Ce discours empêche l’émergence de masculinités alternatives, plus inclusives, sensibles ou collaboratives, en renvoyant ainsi les hommes à une « trahison » de leur genre.

4. Entrave à l’égalité relationnelle

En polarisant les énergies entre masculin et féminin, ceux qui prônent ce concept entravent la construction de relations professionnelles symétriques, où chacun pourrait puiser librement dans une palette de compétences dites douces ou dures ou tout simplement humaines.

5. Risque de stigmatisation en cas de non-conformité

Les hommes qui sortent du cadre viriliste peuvent être soupçonnés de faiblesse ou d’instabilité, car les normes d’énergie qui leur sont assignées ne tolèrent ni fatigue, ni doute, ni émotions visibles.

Quelques pistes pour dépasser ces clichés et promouvoir une entreprise égalitaire

1. Dégenrer les compétences relationnelles et émotionnelles

Valoriser l’écoute, l’intuition, l’attention aux autres, sans les assigner à un genre, mais comme des compétences humaines utiles à tous les profils professionnels.

2. Mettre en œuvre des politiques RH fondées sur les compétences, non sur les typologies genrées

Les évaluations professionnelles doivent reposer sur des critères objectivables, liés aux résultats, aux savoir-faire et savoir-être, et non à des qualités supposément genrées.

3. Former à la déconstruction des stéréotypes de genre en entreprise

Offrir aux équipes des formations en sociologie du genre et en lutte contre les biais inconscients permet de construire une culture commune de l’égalité.
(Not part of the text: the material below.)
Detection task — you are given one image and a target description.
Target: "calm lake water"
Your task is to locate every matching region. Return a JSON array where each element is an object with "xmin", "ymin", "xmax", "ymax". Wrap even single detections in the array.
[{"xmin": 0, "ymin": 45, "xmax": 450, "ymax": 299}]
4. Encourager l’expression de soi sans assignation de genre

Créer des espaces professionnels où chacun.e peut exprimer son rapport au travail, à l’énergie, à l’émotion, sans être contraint.e par des normes genrées.

5. Veiller à la mixité des représentations managériales

Les modèles de leadership promus doivent refléter la diversité réelle des personnalités, des parcours, des manières de manager, sans essentialiser femmes ou hommes.

6. Adopter une posture critique face aux modes managériaux spiritualisants

Une vigilance s’impose face aux concepts flous issus du développement personnel qui, sous couvert de bien-être, réintroduisent des formes insidieuses de domination symbolique qui sont les portes d’entrée de dérives sectaires.

Conclusion

L’expression « gestion de l’énergie vitale au féminin », sous ses allures innovantes ou bienveillantes, véhicule une vision différencialiste et sexiste des rapports sociaux de genre.

Elle reconduit des stéréotypes nuisibles pour les femmes comme pour les hommes et réintroduit des assignations identitaires au cœur des pratiques professionnelles.

L’enjeu pour les entreprises est désormais de s’extraire de ces narratifs naturalisants pour fonder des environnements de travail réellement inclusifs, équitables et respectueux de la complexité des subjectivités humaines.